Transactions and Code Sets Standards — Every healthcare organization is required to comply with a standardized instrument for electronic data interchange (EDI) so they can submit and process insurance claims.
HIPAA Privacy Rule — This is known officially as the Standards for Privacy of Individually Identifiable Health Information, and it sets national protection standards of patient health information.
HIPAA Security Rule — For the protection of patient data, this establishes the Security Standards for the Protection of Electronic Protected Health Information.
HIPAA Enforcement Rule — As it implies, this provision establishes standards for federal authorities who are investigating HIPAA compliance violations.
For IT firms, the most relevant rule is the Security Rule. Covered entities are required to ensure the integrity, confidentiality, and availability of personal health information, that no unauthorized disclosures occur, and that the workforce is adequately trained in HIPPA requirements and standards.
The Health Insurance Portability and Accountability Act (HIPAA) of 1996 is federal privacy legislation requiring personally identifiable information (PII) and other data to be kept both private and secure. HIPAA cybersecurity compliance requirements must be met.
The act contains five principle sections, or titles
Title I: This section is designed primarily to protect the health insurance coverage for anyone who either changes jobs or loses a job. In addition, it prohibits group health insurers from denying coverage to those with preexisting conditions and specific ailments, as well as setting lifetime benefit limits.

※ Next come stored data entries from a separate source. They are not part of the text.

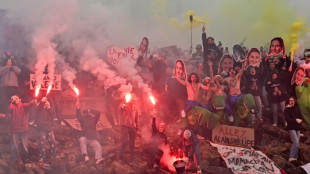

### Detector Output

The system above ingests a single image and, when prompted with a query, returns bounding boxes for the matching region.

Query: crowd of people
[0,24,309,173]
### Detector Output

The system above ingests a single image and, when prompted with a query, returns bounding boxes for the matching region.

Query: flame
[46,85,52,95]
[149,95,156,105]
[35,86,40,98]
[72,86,79,96]
[125,93,132,103]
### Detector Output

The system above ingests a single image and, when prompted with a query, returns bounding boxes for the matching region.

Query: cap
[183,130,191,140]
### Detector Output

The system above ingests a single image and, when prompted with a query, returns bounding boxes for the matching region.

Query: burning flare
[149,95,156,105]
[72,86,79,96]
[125,93,132,103]
[46,85,52,96]
[35,86,41,98]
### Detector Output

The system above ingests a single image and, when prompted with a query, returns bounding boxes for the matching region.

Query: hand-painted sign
[212,124,254,147]
[210,142,283,174]
[107,46,138,65]
[30,74,61,90]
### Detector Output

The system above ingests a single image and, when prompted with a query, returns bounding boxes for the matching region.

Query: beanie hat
[183,130,191,140]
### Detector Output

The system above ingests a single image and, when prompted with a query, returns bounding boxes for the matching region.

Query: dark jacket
[266,80,286,103]
[35,102,54,131]
[151,117,167,146]
[76,109,100,140]
[284,104,302,131]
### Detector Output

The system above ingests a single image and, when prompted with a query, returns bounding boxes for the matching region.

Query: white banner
[30,74,61,90]
[107,46,138,65]
[210,142,283,174]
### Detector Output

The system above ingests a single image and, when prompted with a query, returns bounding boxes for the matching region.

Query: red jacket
[8,102,33,133]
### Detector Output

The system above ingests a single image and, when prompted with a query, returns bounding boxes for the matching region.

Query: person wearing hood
[284,97,303,162]
[178,129,201,173]
[7,95,35,162]
[76,99,104,165]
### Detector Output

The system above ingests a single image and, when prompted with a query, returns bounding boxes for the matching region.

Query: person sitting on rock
[76,99,104,165]
[176,72,210,117]
[178,129,201,173]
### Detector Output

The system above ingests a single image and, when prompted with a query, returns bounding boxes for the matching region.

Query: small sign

Title II: This instructs the U.S. Dept. of Health and Human Services to devise national standards for processing electronic healthcare transactions, and for health care providers and organizations to remain compliant with HHS privacy regulations and to adopt secure electronic access to health data.
Title III: This section deals with tax-related guidelines and provisions for medical care.
Title IV: Further health insurance reform is defined under this section, which also includes patients with pre-existing conditions and anyone who seeks continued healthcare coverage.
Title V: Company-owned life insurance is dealt with in this section, along with people who lose U.S. citizenship for the purposes of collecting income taxes.